Die schönste oder meinetwegen verführerischste Frau lässt mich kalt, wenn sie sich abspielt oder sich für ein Kunstwerk hält (»Hier spielt sich eine Dame ab …«). Zeigt aber eine Humor oder gar Selbstironie, bin ich besiegt.

Essener Saalbau, Frühjahr 1975: Grigory Sokolov. Ein nicht sehr großer, rundlicher Mann Ende zwanzig mit dunklen Haaren und Dreitagebart, der wegen seiner Weigerung, in die Partei einzutreten, nur gelegentlich aus der Sowjetunion ausreisen darf. Keine der üblichen Pianisten-Posen, auch verbeugt er sich nicht in seinem Straßenanzug, sondern nickt nur kaum merklich, ehe er sich an den Flügel setzt. Bei aller Konzentration wirkt er sehr melancholisch, ja depressiv, und dadurch doppelt so alt, wie er laut Programmzettel ist. Aber der erste Ton fällt einem wie ein Tautropfen in die Seele.

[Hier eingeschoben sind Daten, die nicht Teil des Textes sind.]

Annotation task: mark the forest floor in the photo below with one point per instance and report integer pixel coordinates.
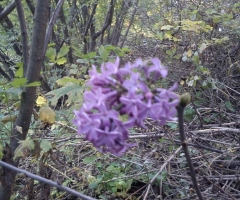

Ich bewege mich nicht vor Angst, meine Lederjacke könnte knarren. Und nach dem oft erschütternden Konzert – Schubert, Brahms, Rameau – wieder keine Verbeugung, nur ein leichtes Vorneigen am Bühnenrand mit einem starren, tieftraurigen Blick. Das russische »Toska« glaubt man darin zu sehen, etwas zwischen Schwermut, Sehnsucht und Sorge, während der brausende Applaus ihn gar nicht zu berühren scheint. Nach einer kurzen Zugabe geht er davon, und ich, von dieser Erscheinung am Bühnenrand noch mehr fasziniert als von seinem Spiel, habe einen Helden fürs Leben gefunden.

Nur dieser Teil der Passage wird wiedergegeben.